Our current pay scale rewards time in service, titles, and degrees, not initiative and high-quality teaching that delivers for kids. We must reform our current pay scale to keep great teachers in the classroom and create more flexibility to find new ways to recognize teachers who are making a difference and attract new teachers to the profession.

2. Develop and support high quality school leaders.
Leadership in education matters. Great principals set the culture and tone for everything that happens in their school, whether coaching teachers for excellence or having their backs to deal with discipline issues. South Carolina must intentionally cultivate, coach, and empower school leaders to be the CEOs of their schools. And in turn, empower teachers to be CEOs of their classrooms.

3. Provide useful, high-caliber professional development.
All professional development must be high-quality and aligned to clear professional and academic outcomes, such as the science of how to effectively teach reading. Professional development must be more than checking boxes: our educators deserve better at every level.

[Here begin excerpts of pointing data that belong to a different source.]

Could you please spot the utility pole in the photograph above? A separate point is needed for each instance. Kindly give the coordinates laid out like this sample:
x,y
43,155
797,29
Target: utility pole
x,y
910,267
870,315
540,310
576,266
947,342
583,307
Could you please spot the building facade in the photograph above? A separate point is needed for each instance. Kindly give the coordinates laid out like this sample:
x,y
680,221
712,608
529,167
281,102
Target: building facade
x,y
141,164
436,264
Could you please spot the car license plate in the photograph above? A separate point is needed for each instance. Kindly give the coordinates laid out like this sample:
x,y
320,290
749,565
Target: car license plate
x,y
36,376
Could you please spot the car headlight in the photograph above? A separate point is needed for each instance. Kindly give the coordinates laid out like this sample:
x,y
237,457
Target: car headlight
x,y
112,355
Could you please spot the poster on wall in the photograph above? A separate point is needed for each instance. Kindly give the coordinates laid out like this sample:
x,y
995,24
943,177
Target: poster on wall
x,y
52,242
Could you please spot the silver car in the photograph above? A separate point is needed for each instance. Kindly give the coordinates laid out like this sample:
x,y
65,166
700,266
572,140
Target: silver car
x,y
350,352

For Job Creators, Faith Leaders, & Taxpayers

“Preparing students for the jobs of the future and to be honest, engaged citizens is a duty we owe to South Carolina job-creators and taxpayers.”

Ellen Weaver

1. Expand existing apprenticeship programs, Career and Technical Education (CTE), and other real-world learning experiences.
Apprenticeship Carolina, Ready SC, and other CTE initiatives have distinguished South Carolina as a national leader in providing students with opportunities to engage in hands on application of learning. From partnering with industry leaders to creating in-school opportunities, we must elevate, celebrate, and expand multiple educational pathways—whether that means college, career, or the military—in order to equip every student to pursue their individual talents and goals with excellence.

2. Forge new and deeper partnerships between schools and local faith communities and non-profits.
We must harness the time and talents of concerned citizens across this state to create an army of mentors and tutors who go into schools to support teachers and provide real-world role models for students. It is long-past time for the faith community to rise up and reclaim its historic role in education!

3. Insist on total academic and financial transparency.
Taxpayers deserve to know the return they are receiving for their investment of hard-earned dollars. This means providing simple, clear, easily accessible information about both academic achievement and K-12 spending that parents, educators, job creators, and everyday citizens can access and understand. It is time to kick education jargon to the curb, open the books, and invite everyone in the state to the table to engage in the educational success of our students.